Rove, a former senior aide to Bush, will be questioned by Connecticut prosecutor Nora R. Dannehy, who was named in September to examine whether former Justice Department and White House officials lied or obstructed justice in connection with the dismissal of federal prosecutors in 2006.
Robert D. Luskin, an attorney for Rove, declined to comment. Tom Carson, a spokesman for Dannehy, also declined to comment.
Dannehy has operated mostly out of the public spotlight, issuing subpoenas for documents through a federal grand jury in the District. But in recent weeks, she has interviewed other government aides, including former White House political deputies Scott Jennings and Sara Taylor.

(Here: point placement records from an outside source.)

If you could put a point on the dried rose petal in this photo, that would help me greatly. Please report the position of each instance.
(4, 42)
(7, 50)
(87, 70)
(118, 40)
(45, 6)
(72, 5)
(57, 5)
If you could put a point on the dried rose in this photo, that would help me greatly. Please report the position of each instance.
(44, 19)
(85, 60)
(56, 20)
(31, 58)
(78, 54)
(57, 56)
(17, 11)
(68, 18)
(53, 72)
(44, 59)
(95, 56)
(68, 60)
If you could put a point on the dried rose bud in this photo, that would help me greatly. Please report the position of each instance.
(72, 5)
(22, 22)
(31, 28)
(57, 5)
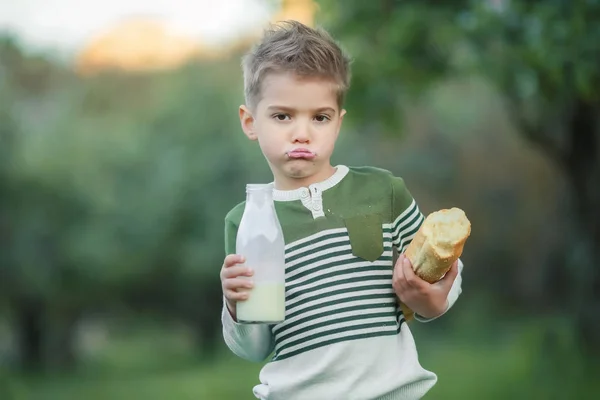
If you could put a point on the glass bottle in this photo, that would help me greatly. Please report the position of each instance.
(260, 241)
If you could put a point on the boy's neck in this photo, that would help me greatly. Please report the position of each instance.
(286, 183)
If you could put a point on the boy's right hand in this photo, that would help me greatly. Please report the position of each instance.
(233, 281)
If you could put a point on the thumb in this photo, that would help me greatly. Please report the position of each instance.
(450, 276)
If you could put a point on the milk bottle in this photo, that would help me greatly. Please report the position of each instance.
(260, 241)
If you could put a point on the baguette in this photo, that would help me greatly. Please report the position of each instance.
(438, 243)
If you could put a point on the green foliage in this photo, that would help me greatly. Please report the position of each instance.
(542, 53)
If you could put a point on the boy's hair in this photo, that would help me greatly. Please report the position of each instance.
(291, 46)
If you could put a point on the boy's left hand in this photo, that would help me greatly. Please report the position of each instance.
(429, 300)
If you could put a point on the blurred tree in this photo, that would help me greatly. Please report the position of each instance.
(542, 57)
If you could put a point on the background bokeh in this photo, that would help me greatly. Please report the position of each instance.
(121, 152)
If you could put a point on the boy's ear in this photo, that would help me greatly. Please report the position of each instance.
(341, 119)
(247, 121)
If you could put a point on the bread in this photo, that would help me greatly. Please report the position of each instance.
(438, 243)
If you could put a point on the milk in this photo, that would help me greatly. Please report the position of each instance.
(265, 304)
(260, 241)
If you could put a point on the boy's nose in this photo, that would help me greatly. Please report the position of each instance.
(301, 135)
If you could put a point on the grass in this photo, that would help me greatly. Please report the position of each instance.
(147, 364)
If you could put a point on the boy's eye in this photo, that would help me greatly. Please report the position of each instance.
(281, 117)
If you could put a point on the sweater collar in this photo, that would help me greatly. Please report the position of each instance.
(303, 192)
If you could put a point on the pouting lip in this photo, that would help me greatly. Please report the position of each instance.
(300, 153)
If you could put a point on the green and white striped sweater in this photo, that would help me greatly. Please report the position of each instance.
(344, 336)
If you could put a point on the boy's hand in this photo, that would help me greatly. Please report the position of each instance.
(429, 300)
(232, 281)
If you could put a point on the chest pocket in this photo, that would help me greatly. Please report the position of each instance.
(366, 236)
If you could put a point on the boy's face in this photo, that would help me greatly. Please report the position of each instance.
(296, 123)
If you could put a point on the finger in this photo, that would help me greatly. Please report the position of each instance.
(233, 259)
(237, 283)
(411, 278)
(236, 296)
(399, 279)
(234, 272)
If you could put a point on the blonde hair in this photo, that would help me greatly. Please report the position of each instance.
(291, 46)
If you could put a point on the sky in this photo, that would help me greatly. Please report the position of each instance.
(66, 25)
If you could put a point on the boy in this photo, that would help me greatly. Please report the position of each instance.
(344, 335)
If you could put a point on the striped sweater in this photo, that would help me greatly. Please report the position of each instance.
(344, 336)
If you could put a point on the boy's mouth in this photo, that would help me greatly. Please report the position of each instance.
(301, 153)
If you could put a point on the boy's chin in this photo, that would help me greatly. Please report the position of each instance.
(302, 169)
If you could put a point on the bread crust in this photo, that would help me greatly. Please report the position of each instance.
(438, 243)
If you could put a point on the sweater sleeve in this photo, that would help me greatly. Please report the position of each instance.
(407, 219)
(250, 342)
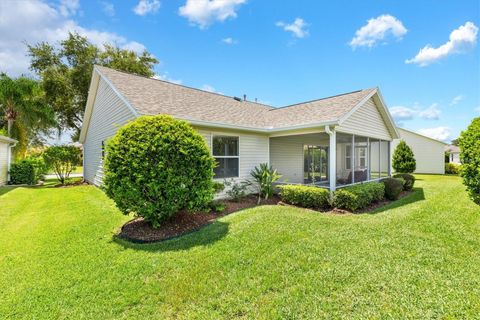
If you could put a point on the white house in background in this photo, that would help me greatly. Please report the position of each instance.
(429, 153)
(330, 142)
(6, 145)
(453, 154)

Dannehy also has reached out to representatives of former senator Pete V. Domenici (R-N.M.) and his chief of staff, Steve Bell, to determine whether New Mexico U.S. Attorney David C. Iglesias was removed improperly.
The firings were the focus of a lengthy report released last fall by the Justice Department’s inspector general and the department’s Office of Professional Responsibility. Investigators there uncovered improper political motivations in the dismissal of several of the nine fired federal prosecutors.
But the department’s own probe was thwarted in part because its investigators did not have the authority to compel testimony from Bush White House advisers and lawmakers.
Legal experts say that a particular source of interest for Dannehy will be statements that officials made to the inspector general and to Congress about the episode, which could lead to charges of perjury or obstruction of justice. Outcry over the firings contributed to the departure of Attorney General Alberto R. Gonzales, his chief of staff, D. Kyle Sampson, and Deputy Attorney General Paul J. McNulty.